Sunday 21 October 2007

Expectations by Neil Sambrook

Expectations by Neil Sambrook

What are our expectations as consumers? This is the question I have been mulling around in my skull for the past two weeks now. As a college or a training provider we sell our products to the general public, but in what way do we actually sell them? We don’t appear to sell a physical product like say perhaps Robert Dyas on the high street do; we sell an experience, the combination of the whole, a package if you will. So how do we compare this package to something else we know? A package holiday may be the obvious comparison. In one convenient cost, we purchase a flight, accommodation and tour rep to cater to our whims and expect a certain level of quality when doing so. If we pay £200 for a fortnight in Majorca, we expect the hotel to be average at best, the rep to turn up once in that two weeks and a crowded flight with no leg room, in fact, anything better than this is an unexpected and most welcome bonus. If we spend £2000 for a luxury week in the Maldives, we expect to be treated like royalty; we expect spacious aircraft legroom, the best food and top class accommodation with a rep that cannot do enough for you. It stands to reason that the more you pay, the greater the expectation of the end product. Our expectations as consumers when paying what we consider to be large sums of money are extremely high, indeed my own are no different.

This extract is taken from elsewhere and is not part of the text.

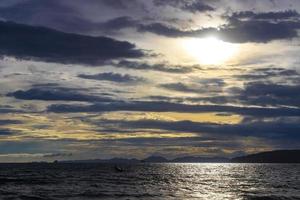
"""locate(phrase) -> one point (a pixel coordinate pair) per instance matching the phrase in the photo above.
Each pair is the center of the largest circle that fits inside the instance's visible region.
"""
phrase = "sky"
(89, 79)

Then I asked myself, what if I was to buy an LCD television. I have the choice several models but I narrow it down to two different models, one costing £400 and one costing £4000. What do I expect the difference in product to be for the actual difference in price? Well, I expect both of them to work in so much as I can watch Eastenders equally well on either television (perish the thought). I would also expect the more expensive one to have a much better quality picture, better sound, better build quality and more functions and features to justify spending the additional premium.

So thinking of the two parallels, I have tried to compare them to the expectations placed on us as tutors and assessors in an increasingly demanding industry. The thought process almost immediately got me thinking about my experience at college during my own apprenticeship…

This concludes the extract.